Release flow for our app NiceDay

Being a small team we have to be highly critical of the amount of time we spend and where we spend it and hence have been refining our process multiple times over the last year and are always looking at ways to make it even better.

Last week while having a brainstorming session with a colleague (Ruben Weijers, who built the whole fastlane deployment pipeline!) to reduce time spent on code reviews, he shared how the team at Artsy were testing Pull Requests in their production application by adding a hidden Admin page. The idea is that if we can deploy code over the air for Alpha/Beta/Production, then we can do the same for Pull Requests and allow the user to select the PR in a hidden page to replace the current app bundle with the code in the latest commit for the PR.

That means every time there is a new commit for a PR, its built and deployed to CodePush and you can select the PR in the existing application to test the new commit and actually see how it looks!

I think this is a brilliant way to test PRs as this would save hours of developer time by allowing them to test PRs without building for iOS and Android each time they review code. Secondly, it can change the way PRs are tested completely specially for visual changes as now even the product owner and the designers can test the latest commit of each PR!
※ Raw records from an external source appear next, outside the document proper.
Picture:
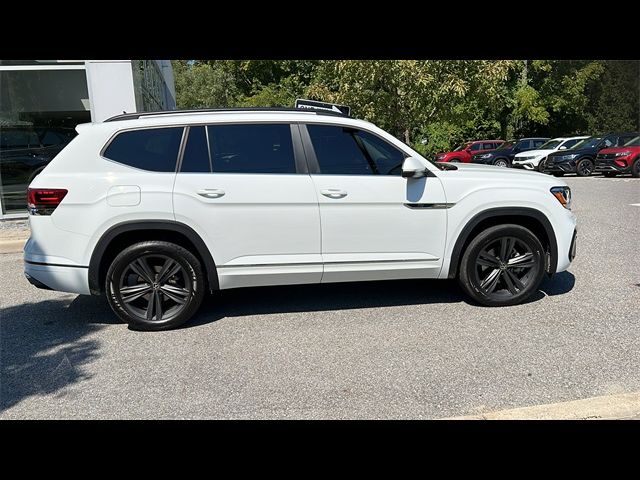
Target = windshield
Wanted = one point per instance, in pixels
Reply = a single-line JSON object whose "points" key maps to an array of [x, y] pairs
{"points": [[550, 145], [587, 143]]}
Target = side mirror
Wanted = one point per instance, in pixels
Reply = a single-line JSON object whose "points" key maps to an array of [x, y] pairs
{"points": [[413, 168]]}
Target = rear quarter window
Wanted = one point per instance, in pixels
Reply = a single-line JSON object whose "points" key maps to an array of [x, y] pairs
{"points": [[152, 149]]}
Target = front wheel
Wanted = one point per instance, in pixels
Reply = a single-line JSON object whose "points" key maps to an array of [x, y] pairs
{"points": [[585, 167], [503, 265], [155, 285]]}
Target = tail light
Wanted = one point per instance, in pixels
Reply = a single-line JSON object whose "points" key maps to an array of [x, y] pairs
{"points": [[43, 201]]}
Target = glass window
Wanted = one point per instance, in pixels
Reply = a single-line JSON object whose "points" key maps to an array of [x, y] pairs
{"points": [[196, 153], [153, 149], [347, 151], [251, 148]]}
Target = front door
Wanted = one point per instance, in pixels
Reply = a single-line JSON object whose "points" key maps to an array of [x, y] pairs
{"points": [[375, 224], [241, 187]]}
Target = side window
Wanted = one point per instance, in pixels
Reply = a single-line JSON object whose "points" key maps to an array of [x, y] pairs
{"points": [[251, 148], [348, 151], [387, 158], [153, 149], [196, 153]]}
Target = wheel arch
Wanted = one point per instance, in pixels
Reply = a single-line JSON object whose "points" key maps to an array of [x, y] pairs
{"points": [[530, 218], [124, 234]]}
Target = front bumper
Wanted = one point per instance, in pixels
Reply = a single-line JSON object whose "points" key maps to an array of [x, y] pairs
{"points": [[566, 167], [610, 166]]}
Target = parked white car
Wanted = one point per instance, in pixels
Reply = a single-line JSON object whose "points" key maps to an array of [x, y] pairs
{"points": [[154, 209], [534, 159]]}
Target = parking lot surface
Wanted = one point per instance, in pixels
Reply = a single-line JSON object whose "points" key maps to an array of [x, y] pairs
{"points": [[403, 349]]}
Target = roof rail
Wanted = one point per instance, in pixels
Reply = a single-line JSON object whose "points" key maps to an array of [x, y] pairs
{"points": [[137, 115]]}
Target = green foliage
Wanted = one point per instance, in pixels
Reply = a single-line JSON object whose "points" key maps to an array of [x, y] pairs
{"points": [[446, 102]]}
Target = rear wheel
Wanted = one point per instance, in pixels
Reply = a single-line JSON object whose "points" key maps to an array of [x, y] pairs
{"points": [[155, 285], [585, 167], [503, 265]]}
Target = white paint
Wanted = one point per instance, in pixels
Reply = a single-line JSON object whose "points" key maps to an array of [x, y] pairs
{"points": [[280, 229]]}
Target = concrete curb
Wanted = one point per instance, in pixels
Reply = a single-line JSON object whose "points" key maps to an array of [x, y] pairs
{"points": [[623, 406], [14, 245]]}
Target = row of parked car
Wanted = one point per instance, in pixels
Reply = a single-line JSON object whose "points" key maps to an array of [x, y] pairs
{"points": [[610, 154]]}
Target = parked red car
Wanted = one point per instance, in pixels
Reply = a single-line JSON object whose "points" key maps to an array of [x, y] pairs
{"points": [[464, 152], [625, 159]]}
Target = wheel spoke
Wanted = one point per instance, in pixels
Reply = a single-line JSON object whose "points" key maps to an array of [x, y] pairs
{"points": [[487, 260], [151, 306], [141, 268], [516, 281], [178, 295], [490, 282], [507, 279], [524, 260], [169, 273], [129, 294]]}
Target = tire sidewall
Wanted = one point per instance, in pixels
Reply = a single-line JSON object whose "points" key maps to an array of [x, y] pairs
{"points": [[467, 269], [187, 261]]}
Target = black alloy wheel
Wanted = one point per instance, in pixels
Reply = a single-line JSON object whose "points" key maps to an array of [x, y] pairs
{"points": [[503, 265], [585, 167], [155, 285]]}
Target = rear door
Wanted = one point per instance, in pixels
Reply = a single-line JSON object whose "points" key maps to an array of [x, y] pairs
{"points": [[244, 187], [375, 224]]}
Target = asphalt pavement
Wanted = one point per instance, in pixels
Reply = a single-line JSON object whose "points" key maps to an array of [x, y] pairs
{"points": [[400, 349]]}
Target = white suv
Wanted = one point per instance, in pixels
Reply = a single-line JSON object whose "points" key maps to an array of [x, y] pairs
{"points": [[534, 159], [155, 209]]}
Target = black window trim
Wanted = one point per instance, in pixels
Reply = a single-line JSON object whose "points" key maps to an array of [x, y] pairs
{"points": [[147, 127], [312, 159]]}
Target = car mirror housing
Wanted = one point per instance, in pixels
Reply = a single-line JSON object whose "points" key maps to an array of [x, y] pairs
{"points": [[413, 168]]}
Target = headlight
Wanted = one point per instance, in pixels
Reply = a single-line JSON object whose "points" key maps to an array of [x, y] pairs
{"points": [[563, 195]]}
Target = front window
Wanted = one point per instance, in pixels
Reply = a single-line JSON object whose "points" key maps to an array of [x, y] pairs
{"points": [[550, 145], [588, 142], [635, 142], [349, 151]]}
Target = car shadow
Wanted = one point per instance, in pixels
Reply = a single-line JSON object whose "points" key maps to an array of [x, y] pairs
{"points": [[346, 296], [44, 346]]}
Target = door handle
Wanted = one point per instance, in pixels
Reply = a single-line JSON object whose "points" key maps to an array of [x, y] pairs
{"points": [[210, 192], [333, 193]]}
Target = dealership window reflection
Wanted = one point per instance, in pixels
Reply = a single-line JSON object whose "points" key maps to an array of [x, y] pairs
{"points": [[39, 110]]}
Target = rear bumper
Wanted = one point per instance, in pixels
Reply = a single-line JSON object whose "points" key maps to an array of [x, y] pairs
{"points": [[52, 274]]}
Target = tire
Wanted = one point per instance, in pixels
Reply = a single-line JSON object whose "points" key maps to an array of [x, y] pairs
{"points": [[179, 295], [490, 276], [585, 167], [541, 165]]}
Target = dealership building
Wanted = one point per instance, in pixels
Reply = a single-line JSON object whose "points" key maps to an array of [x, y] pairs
{"points": [[41, 102]]}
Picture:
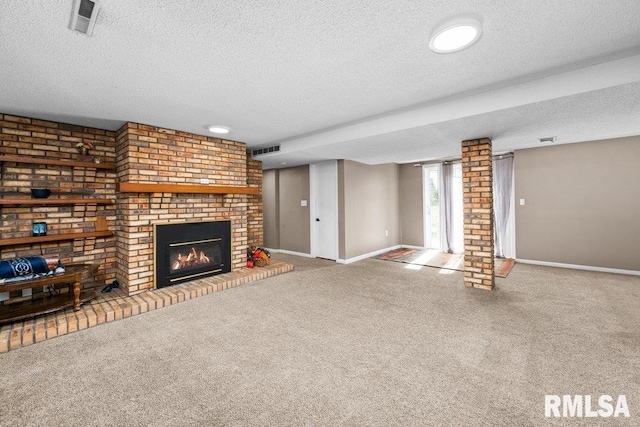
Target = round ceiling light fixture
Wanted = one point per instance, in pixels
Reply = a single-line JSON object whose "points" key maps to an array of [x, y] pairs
{"points": [[219, 129], [456, 34]]}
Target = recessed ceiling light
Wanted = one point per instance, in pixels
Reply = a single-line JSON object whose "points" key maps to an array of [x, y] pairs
{"points": [[219, 129], [455, 34]]}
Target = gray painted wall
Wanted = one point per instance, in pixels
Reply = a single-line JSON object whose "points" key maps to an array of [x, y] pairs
{"points": [[270, 201], [368, 207], [582, 203], [294, 224], [411, 206]]}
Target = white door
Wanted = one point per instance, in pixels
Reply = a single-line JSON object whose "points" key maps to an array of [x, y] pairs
{"points": [[324, 214]]}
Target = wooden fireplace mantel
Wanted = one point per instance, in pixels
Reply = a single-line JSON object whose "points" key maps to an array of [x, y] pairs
{"points": [[133, 187]]}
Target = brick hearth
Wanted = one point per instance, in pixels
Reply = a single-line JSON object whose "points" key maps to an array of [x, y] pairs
{"points": [[118, 305]]}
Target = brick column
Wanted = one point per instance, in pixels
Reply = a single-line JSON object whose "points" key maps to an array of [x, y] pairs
{"points": [[477, 182]]}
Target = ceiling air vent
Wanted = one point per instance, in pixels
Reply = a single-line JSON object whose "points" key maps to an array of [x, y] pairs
{"points": [[265, 150], [83, 16]]}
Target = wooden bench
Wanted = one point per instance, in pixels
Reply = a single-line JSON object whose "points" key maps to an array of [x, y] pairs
{"points": [[73, 275]]}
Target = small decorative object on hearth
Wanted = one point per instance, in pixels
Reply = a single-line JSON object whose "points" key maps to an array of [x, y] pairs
{"points": [[259, 256], [39, 229], [84, 147]]}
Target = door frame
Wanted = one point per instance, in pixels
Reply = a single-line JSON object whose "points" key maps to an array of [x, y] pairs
{"points": [[313, 200]]}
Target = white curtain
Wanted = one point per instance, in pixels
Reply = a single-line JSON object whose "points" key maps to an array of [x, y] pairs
{"points": [[452, 207], [502, 188]]}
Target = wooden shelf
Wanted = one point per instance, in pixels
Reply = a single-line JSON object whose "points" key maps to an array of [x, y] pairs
{"points": [[54, 238], [132, 187], [27, 309], [17, 201], [55, 162]]}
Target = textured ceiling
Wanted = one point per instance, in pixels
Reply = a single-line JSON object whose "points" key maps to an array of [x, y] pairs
{"points": [[330, 79]]}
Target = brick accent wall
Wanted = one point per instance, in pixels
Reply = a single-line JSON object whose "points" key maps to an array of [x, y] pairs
{"points": [[143, 154], [23, 136], [255, 208], [477, 182], [147, 154]]}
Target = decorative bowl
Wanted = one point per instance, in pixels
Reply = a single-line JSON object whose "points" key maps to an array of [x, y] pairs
{"points": [[40, 193]]}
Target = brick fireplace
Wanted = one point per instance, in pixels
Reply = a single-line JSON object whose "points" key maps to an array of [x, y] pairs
{"points": [[142, 155], [175, 160]]}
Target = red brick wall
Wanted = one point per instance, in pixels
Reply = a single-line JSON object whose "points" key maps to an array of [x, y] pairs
{"points": [[255, 208], [477, 182], [143, 154], [28, 137], [147, 154]]}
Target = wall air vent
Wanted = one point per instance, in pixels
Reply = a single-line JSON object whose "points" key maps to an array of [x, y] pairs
{"points": [[83, 16], [265, 150]]}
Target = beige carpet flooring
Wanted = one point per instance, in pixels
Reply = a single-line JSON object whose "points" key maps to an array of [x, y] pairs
{"points": [[435, 258], [370, 343]]}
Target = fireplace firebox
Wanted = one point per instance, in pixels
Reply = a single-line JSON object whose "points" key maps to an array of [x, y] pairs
{"points": [[191, 250]]}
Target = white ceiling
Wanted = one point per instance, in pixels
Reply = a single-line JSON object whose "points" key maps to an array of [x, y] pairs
{"points": [[331, 79]]}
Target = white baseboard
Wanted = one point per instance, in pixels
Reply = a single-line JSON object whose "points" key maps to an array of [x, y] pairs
{"points": [[579, 267], [369, 255], [284, 251]]}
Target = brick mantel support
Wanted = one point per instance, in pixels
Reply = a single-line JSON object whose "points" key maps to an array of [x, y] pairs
{"points": [[477, 183]]}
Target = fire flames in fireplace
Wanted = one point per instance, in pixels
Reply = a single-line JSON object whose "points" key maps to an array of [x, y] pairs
{"points": [[191, 259]]}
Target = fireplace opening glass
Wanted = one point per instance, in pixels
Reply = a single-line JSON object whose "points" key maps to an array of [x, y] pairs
{"points": [[191, 255], [191, 251]]}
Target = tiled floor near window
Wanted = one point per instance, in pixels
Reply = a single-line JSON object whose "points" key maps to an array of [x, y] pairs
{"points": [[116, 305]]}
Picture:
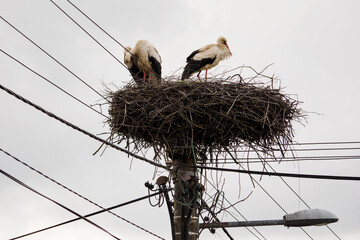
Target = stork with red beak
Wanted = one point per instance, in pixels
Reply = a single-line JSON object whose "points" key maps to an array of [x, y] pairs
{"points": [[143, 62], [205, 58]]}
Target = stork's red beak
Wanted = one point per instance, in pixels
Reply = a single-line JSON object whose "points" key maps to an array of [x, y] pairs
{"points": [[229, 49]]}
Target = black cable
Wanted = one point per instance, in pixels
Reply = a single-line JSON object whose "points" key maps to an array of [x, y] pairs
{"points": [[90, 215], [313, 176], [77, 194], [81, 130], [62, 65], [88, 33], [58, 87], [112, 37], [57, 203]]}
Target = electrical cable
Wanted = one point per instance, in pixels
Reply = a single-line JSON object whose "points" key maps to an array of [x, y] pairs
{"points": [[48, 54], [81, 130], [312, 176], [57, 203], [88, 34], [90, 215], [301, 199], [232, 215], [85, 15], [58, 87], [77, 194]]}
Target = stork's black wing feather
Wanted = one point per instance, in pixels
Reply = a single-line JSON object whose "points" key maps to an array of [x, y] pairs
{"points": [[189, 58], [156, 66], [194, 66]]}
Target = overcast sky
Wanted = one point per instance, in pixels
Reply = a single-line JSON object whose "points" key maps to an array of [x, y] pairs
{"points": [[315, 50]]}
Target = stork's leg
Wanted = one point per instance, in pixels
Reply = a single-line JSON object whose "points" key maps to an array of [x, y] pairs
{"points": [[199, 76]]}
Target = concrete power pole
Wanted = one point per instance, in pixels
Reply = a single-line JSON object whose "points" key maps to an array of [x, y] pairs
{"points": [[186, 214]]}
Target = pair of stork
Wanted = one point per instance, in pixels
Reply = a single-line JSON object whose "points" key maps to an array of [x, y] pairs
{"points": [[144, 61]]}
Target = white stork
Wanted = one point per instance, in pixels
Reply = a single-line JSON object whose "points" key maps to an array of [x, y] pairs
{"points": [[143, 62], [206, 57]]}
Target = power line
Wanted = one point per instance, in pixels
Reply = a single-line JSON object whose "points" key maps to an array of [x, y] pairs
{"points": [[79, 129], [58, 87], [247, 160], [88, 34], [90, 215], [232, 215], [301, 199], [48, 54], [82, 12], [57, 203], [312, 176], [77, 194], [273, 199]]}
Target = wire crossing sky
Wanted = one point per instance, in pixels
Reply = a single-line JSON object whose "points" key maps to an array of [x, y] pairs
{"points": [[315, 51]]}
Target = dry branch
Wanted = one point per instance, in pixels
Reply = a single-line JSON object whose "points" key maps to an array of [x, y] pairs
{"points": [[194, 118]]}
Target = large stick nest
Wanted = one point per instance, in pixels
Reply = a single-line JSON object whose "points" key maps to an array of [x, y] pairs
{"points": [[193, 117]]}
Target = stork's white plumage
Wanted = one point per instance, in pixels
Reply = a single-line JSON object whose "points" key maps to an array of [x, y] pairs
{"points": [[206, 57], [143, 62]]}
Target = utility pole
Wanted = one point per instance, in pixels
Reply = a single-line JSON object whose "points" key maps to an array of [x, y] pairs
{"points": [[186, 189]]}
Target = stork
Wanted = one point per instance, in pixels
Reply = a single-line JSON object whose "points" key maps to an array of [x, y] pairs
{"points": [[205, 58], [143, 62]]}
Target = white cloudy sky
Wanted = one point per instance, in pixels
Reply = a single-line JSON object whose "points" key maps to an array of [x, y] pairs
{"points": [[315, 48]]}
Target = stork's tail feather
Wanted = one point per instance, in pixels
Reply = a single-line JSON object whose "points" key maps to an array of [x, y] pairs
{"points": [[187, 72]]}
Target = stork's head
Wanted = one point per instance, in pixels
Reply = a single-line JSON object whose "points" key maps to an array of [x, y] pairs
{"points": [[127, 57], [223, 43]]}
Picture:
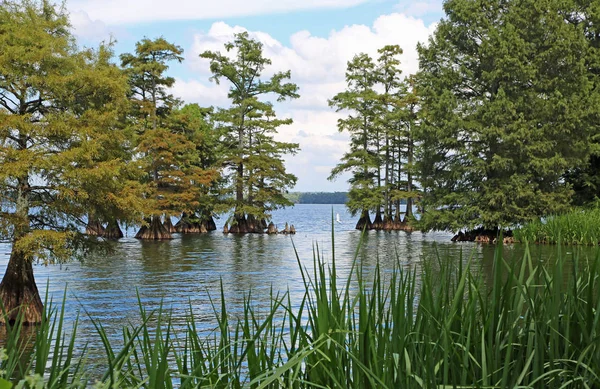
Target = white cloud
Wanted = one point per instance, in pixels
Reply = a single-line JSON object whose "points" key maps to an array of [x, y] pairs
{"points": [[87, 29], [131, 11], [318, 66], [420, 8]]}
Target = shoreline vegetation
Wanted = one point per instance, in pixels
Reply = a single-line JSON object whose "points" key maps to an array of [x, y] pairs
{"points": [[531, 324]]}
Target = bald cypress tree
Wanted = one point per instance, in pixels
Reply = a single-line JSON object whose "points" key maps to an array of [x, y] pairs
{"points": [[59, 113], [254, 159], [508, 105]]}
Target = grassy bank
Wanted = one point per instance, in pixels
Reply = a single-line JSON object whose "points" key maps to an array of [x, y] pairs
{"points": [[531, 326], [578, 227]]}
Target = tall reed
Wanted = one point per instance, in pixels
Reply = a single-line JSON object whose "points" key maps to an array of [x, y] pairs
{"points": [[530, 326], [578, 227]]}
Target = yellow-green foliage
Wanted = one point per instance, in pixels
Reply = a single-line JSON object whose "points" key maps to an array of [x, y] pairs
{"points": [[62, 148]]}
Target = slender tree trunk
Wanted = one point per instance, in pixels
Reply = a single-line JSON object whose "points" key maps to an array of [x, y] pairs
{"points": [[18, 292], [409, 187], [112, 230], [155, 230], [94, 227], [365, 221], [169, 224]]}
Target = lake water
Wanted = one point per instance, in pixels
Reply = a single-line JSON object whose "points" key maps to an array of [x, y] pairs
{"points": [[183, 272]]}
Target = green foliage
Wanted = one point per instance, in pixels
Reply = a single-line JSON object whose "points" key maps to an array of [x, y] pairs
{"points": [[254, 159], [509, 104], [380, 125], [62, 150], [178, 175], [531, 324], [577, 227]]}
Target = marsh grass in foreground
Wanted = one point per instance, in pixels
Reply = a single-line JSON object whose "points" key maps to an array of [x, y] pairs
{"points": [[531, 326], [578, 227]]}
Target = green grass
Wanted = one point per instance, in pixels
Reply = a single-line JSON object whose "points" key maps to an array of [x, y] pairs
{"points": [[578, 227], [531, 326]]}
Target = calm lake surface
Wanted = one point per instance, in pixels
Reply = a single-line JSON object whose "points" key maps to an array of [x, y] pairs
{"points": [[183, 272]]}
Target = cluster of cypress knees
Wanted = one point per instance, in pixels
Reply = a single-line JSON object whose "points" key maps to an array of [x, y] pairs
{"points": [[386, 223], [157, 228]]}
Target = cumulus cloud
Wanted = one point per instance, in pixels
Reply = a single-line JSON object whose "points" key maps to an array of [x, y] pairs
{"points": [[318, 66], [420, 8], [131, 11], [87, 29]]}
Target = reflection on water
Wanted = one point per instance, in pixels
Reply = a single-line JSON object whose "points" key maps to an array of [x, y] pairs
{"points": [[184, 272]]}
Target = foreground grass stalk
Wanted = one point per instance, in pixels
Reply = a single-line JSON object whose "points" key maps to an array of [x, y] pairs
{"points": [[534, 325]]}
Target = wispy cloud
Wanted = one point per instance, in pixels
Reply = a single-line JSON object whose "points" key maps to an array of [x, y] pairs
{"points": [[132, 11]]}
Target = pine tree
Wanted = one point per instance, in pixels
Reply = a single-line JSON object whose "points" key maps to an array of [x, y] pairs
{"points": [[59, 113], [506, 106], [255, 168]]}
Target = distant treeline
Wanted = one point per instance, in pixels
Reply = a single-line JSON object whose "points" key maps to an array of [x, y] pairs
{"points": [[318, 197]]}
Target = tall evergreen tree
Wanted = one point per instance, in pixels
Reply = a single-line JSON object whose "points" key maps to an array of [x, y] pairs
{"points": [[256, 172], [586, 179], [360, 98], [59, 111], [506, 110]]}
Building this is quite easy as CodePush supports a concept called Dynamic Deployment Assignment. The idea is that when an app starts it checks for updates via CodePush in its current deployment (i.e Alpha/Beta or Production) but we can make as many deployments as we want and can switch deployments at run-time. This means that production users can become beta testers on the fly.

When a user opts-in to become a beta tester, we ask CodePush to update the JS version of the app to the beta deployment which then overrides the current production JS code with the beta code and voila, we now have the latest beta features ready to test!

The same concept can be applied for PRs. If each PR is a different deployment we can just switch from the Alpha version of the app to any PR deployment and we would have the latest code for this PR.

To make this functional we only need to build 2 things:

1) We need to build the JS code and deploy it each time there is a commit to a PR, create a deployment stage in CodePush and then store the information somewhere

2) Add a debug menu to only the Alpha version of the app (for security reasons lets not allow this in any other version) and list all built PRs

Pull Requests only visible for alpha users

Already having Travis and fastlane in place, I decided to just add a lane in fastlane to build the PR and create a new deployment key for new PRs. This information is then stored in Amazon S3. To run this lane, I added a new build stage in Travis to our existing configuration to run for all new PRs and commits to PRs.

Next in the application we would just retrieve all the data from S3 and display it in a list. When a user selects a PR, we then ask CodePush to switch the current deployment. This would then replace the app code from Alpha to the latest code in the specified PR deployment and voila you are ready to test.

As each PR is a deployment, similar to Alpha/Beta/Production, any time there is a new update the application is automatically updated. Which means whenever there is a new commit, the application updates itself in the background to the code from the latest commit!

Switching to a PR in action!

It took less than 2 days of effort for prototyping, polishing and integrating the feature into our app and I can see this saving hours of work for each developer reviewing the PR as now they don’t need to manually build for iOS and Android to test PRs before accepting them and can just test it in the alpha version of the app on their phones.

Having just deployed this feature this week, I am curious to see how this feature is used by the team in the coming weeks and what new ideas come from the team to build an even more effective workflow.